It is an enterntaining movie, but it is also hilariously anti-feminist
Meet the character of Sonya Blade: One of the three main characters of the movie and one of only two female characters in the entire movie.
She is strong, tough, righteous, and independent. She looks good, but it is clear that the way she looks is not a primary concern. She appears from the get-go as a feminist rolemodel if there ever was one.
We see Sonya Blade in exactly one fight; against Kano. Kano is not just one of the few non-overtly supernatural villians, he is also sterotypically masculine in a very crude way. Sonya beats him - in a perhaps a little too sexualized manner, but let us not get into that.
Then things start to turn silly for our strong female protagonist:
First, Sonya argues that it would be foolish to fight the four-armed monstrosity. They might get hurt. Instead, a man gets to do the job.
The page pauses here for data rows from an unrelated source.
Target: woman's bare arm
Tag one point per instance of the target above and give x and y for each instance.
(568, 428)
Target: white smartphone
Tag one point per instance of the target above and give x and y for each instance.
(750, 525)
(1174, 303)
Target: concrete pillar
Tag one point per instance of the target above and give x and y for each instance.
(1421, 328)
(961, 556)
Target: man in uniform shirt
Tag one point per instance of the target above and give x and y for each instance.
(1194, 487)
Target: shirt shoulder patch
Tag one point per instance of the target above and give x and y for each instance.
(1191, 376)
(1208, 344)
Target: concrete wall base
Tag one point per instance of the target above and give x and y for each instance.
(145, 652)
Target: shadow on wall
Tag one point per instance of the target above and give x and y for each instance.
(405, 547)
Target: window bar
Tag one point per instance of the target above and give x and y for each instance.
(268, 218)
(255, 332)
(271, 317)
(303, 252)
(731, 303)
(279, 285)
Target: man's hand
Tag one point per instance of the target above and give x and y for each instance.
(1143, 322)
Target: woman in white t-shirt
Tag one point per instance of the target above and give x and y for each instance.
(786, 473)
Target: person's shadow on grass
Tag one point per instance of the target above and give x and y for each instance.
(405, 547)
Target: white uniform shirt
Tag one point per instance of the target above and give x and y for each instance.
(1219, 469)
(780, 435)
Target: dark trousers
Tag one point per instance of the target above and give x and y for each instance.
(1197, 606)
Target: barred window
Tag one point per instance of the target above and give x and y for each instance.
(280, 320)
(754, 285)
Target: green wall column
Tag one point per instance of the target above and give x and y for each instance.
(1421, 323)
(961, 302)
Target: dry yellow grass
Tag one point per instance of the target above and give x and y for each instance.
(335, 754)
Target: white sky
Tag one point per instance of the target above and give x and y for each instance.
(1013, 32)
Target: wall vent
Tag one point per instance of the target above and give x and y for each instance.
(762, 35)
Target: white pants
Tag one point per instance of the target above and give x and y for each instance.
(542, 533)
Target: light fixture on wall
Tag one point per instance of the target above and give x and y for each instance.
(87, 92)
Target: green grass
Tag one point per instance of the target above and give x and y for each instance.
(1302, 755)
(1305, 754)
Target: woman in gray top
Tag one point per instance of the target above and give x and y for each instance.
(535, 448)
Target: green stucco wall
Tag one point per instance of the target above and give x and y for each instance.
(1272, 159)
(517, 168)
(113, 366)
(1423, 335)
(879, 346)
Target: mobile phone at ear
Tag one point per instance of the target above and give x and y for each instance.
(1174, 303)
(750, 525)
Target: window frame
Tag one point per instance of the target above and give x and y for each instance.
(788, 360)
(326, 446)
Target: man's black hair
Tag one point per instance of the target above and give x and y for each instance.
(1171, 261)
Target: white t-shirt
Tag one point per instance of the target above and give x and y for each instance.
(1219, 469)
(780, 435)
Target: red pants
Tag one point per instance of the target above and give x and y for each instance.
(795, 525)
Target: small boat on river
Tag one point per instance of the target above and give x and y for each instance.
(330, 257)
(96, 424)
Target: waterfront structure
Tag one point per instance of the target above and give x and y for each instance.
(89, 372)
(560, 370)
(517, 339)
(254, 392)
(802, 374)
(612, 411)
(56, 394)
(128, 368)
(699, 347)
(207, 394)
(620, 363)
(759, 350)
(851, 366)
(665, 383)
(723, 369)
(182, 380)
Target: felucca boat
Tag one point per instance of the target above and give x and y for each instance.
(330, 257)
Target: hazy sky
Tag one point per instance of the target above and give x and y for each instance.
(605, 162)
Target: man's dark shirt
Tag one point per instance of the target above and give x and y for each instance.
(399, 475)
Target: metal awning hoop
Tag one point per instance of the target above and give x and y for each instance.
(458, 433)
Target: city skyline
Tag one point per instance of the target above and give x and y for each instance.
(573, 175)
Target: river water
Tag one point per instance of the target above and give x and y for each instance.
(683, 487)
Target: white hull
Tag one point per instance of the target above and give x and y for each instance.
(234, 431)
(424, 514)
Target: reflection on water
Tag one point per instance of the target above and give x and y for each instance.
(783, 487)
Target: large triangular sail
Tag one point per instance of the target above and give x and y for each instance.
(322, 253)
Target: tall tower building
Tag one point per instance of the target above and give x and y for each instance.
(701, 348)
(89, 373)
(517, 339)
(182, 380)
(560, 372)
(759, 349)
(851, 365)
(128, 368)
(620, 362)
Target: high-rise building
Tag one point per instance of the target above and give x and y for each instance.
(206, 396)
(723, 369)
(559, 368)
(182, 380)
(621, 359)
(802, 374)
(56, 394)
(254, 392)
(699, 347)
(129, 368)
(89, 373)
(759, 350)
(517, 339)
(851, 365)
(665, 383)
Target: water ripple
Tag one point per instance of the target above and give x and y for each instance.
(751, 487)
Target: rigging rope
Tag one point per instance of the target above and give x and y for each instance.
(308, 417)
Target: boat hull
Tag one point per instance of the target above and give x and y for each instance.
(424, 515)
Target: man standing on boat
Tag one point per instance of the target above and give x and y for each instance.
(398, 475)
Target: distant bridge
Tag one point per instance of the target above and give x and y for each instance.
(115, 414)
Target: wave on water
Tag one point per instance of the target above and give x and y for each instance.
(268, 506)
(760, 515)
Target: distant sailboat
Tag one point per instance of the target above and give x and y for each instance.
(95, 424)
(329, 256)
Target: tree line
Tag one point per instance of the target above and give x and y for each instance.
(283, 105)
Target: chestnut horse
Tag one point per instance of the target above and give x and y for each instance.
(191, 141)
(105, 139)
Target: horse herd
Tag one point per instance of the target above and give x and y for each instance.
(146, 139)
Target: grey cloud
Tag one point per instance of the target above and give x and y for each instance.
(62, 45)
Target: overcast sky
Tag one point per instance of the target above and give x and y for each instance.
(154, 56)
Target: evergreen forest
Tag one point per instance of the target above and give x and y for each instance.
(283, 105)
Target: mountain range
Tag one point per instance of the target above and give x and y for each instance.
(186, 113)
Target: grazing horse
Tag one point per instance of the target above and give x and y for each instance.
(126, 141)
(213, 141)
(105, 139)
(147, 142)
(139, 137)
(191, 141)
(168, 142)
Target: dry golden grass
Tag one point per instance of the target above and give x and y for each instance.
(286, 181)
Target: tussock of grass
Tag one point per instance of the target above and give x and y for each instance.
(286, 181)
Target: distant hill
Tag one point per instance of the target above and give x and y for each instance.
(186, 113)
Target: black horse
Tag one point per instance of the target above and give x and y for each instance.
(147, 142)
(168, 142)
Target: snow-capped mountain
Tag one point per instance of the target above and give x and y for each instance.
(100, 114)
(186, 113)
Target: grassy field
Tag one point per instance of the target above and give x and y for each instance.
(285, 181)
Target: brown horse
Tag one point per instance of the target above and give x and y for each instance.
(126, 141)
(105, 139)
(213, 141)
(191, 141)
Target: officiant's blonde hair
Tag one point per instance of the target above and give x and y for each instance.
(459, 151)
Then Sonya is taken hostage by Shang Tsung and is instantly reduced to a damsel in distress. She refuses to fight Shang Tsung, which is good as Rayden flat-out states that Sonya has no chance of winning. This leaves it to her two male counterparts to save her. When they find her, she has been dressed up as a modern Princess Leia sexy slavegirl, and gone is her ponytail.
It is hinted that the only reason that Sonya is even at the tournament is because Shang Tsung willed her to be because he finds her attractive. He is also responsible for her fighting Kano, and he explicitly wants Kano not to hurt her. It is clear that Shang Tsung wanted Sonya to win over Kano.
Basically, the apparently strong and independent woman was not strong or significant enough to get into the tournament on her own, but since Shang Tsung wanted a bride, he manipulated events so that she would (paying Kano to be there, luring Sonya in, and then sacrificing Kano whom he knew to be inferior to Sonya - but not without making sure that he would not actually hurt her).
Sonya is rescued by the men, and peace is restored. In the final scene her slavegirl outfit has been replaced with something more modest, but the hair is still feminine and sexy (in a 1995 way).